En aquellos años anteriores a la aparición de los miles de jinetes del Apocalipsis que querían destruir al enemigo de siempre, la Francia eterna envidiada por toda Europa (lo volverían a intentar con Hitler en 1939 y hasta 1945) dicen que París era una verbena de las que Renoir pintó a orillas del rio adonde acudían las más bellas y jóvenes mocitas parisienses, muchas de ellas en busca de la aventura que desembocase al pie de los árboles de los bosques cercanos.
Dios solo sabe, y eso si se lo dijeron, las aventuras que Proust protagonizó en aquel ambiente tan festivo, tan paradisíaco que no podía terminar más que de mala manera, con trincheras donde gases letales destruían vidas.
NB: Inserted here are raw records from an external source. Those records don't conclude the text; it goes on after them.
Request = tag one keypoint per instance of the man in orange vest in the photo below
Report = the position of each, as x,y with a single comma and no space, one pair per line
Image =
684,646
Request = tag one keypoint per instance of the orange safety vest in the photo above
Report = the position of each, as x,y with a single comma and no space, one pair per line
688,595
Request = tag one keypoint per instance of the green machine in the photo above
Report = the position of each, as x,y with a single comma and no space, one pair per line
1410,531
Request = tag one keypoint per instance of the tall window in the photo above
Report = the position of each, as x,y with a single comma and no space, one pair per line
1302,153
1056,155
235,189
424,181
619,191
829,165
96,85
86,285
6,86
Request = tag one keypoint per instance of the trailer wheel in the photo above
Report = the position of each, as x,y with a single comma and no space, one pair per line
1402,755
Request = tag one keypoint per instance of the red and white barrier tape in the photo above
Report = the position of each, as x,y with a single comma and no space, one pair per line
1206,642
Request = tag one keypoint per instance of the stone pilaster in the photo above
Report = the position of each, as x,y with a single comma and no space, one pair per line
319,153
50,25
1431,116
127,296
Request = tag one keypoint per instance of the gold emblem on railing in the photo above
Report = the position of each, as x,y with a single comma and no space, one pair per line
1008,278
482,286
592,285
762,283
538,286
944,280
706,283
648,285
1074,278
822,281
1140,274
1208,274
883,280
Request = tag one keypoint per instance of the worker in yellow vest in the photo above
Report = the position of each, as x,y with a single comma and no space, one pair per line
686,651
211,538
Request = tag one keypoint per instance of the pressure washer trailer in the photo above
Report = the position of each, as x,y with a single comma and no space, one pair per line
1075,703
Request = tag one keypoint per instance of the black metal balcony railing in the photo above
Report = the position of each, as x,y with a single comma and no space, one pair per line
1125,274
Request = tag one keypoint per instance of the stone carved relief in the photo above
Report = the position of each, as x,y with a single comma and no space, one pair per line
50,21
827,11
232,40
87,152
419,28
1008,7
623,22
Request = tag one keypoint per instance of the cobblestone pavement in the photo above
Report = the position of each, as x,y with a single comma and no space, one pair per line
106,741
Pero entonces ignoraba que su novela -que tuvo que editar él mismo porque ni sus editores más conocidos querían saber de ella-, sería una especie de biblia que el mundo entero, todavía hoy, consideraría como el libro que uno tiene que leer para no morir totalmente imbécil. Llegó, pasó la guerra, cuatro años de horrores, y la novela del siglo se convirtió en el libro de cabecera incluso, y probablemente, de aquellos editores que dejaron pasar la ocasión de ser célebres por no haberla publicado.
Murió joven, con 51 años, aunque en 1922 esa era una edad respetable y probablemente nunca pensó que “A la recherche du temps perdu” le sobreviviría para siempre.
Cincuenta y un años de vida acomodada, obsesionada por la depresión, con un amor enfermizo por su madre y las grandes fiestas en las que gastaba a manos llenas. Se cuenta que, cuando invitaba a un amigo o a varios a uno de los restaurantes -de los que aún quedan algunos en los bulevares parisienses- los camareros eran los hombres más felices del mundo.
Sabían que, al final de la comida más exquisita -porque era un sibarita que, en vez de magdalenas, adoraba el champán más fino y fresco en las copas más elegantes- siempre dejaba propinas que solían ser superiores a la cuenta de la cena.
Hombre rico, hombre pobre. Un genio.